Conventional wisdom doesn’t quite know what to do with the growing significance of the Independent/ Unaffiliated voter: more than 30 percent of voters are now in this category. These voters are mainly dissatisfied with “politics as usual” and have a low opinion of Congress, whose national approval rating is around 9 percent. A Democrat can win the 11th, but only by appealing to the Independent voter.

I believe Bothwell is the more appealing candidate: from his website (www.bothwell2012.com) one learns he accepts no PAC or corporate funding. His campaign is grassroots, sustained by small donations and over 1,000 volunteers. Rogers’ campaign is corporate driven and managed from Washington by the national Blue Dog Coalition.

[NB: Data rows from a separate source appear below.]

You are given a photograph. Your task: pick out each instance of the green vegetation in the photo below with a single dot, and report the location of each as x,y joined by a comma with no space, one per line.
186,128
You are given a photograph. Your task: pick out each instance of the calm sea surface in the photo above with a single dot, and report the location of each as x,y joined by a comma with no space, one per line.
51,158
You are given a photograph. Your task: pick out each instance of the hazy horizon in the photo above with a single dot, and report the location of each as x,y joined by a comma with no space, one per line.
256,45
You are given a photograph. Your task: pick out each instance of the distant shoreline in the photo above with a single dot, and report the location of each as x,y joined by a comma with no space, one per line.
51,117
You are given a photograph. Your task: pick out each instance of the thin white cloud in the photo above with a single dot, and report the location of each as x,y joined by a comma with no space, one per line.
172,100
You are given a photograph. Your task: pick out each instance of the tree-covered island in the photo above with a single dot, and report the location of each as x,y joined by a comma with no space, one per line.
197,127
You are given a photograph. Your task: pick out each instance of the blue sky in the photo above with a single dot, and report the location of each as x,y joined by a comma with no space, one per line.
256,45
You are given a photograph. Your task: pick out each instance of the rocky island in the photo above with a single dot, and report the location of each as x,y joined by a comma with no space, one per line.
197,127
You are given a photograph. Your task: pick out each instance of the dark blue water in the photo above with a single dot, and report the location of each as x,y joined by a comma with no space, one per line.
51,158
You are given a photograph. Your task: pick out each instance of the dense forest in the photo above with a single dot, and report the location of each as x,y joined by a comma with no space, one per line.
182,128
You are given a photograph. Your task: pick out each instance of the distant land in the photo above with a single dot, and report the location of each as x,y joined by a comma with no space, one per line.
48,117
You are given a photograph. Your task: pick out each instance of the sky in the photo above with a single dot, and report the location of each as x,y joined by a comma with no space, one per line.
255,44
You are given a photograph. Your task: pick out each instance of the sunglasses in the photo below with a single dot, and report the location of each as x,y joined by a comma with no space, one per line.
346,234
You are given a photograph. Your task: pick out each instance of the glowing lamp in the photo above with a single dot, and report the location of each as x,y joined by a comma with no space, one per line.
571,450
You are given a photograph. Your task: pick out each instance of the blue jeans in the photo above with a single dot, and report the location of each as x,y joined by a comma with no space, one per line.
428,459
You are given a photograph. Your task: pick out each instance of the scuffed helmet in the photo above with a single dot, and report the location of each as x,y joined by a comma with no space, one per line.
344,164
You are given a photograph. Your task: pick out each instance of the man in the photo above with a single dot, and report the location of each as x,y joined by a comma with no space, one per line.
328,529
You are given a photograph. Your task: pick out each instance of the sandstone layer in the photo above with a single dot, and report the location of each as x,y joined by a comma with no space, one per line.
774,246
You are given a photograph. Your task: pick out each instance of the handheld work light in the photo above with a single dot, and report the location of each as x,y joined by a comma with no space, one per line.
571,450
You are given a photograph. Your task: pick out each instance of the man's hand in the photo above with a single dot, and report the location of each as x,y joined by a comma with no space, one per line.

Clearly one of the great differences between Bothwell and Rogers is defining the role government will play in job creation. Despite corporate tax rates at historic lows (15 percent) and absolutely no evidence that tax breaks = job creation, Rogers argued in a recent (and rare) debate appearance at Haywood Community College that government  should “simplify and lower the corporate tax rate to make the nation more competitive…”  In the same debate Bothwell argued for “shovel ready projects” to repair our aging infrastructure, investing in green energy, and putting cash into the economy NOW.

What I do not want from a Democratic congressman is somebody fixated on deficit reduction by “reforming” Medicare through vouchers or other privatization schemes, somebody who buys into Congressman [R] Paul Ryan’s budget resolution for  “Repairing the Social Safety Net” through huge cuts in spending on Medicaid, food stamps, Pell Grants, and so on — all of which will unquestionably damage the social safety net and make life harder for millions of Americans.

What I ultimately want is a congressman with a Democratic “heart,” not the soul of a future lobbyist; a congressman who is more comfortable in a street festival than in a board room. Cecil Bothwell is that candidate.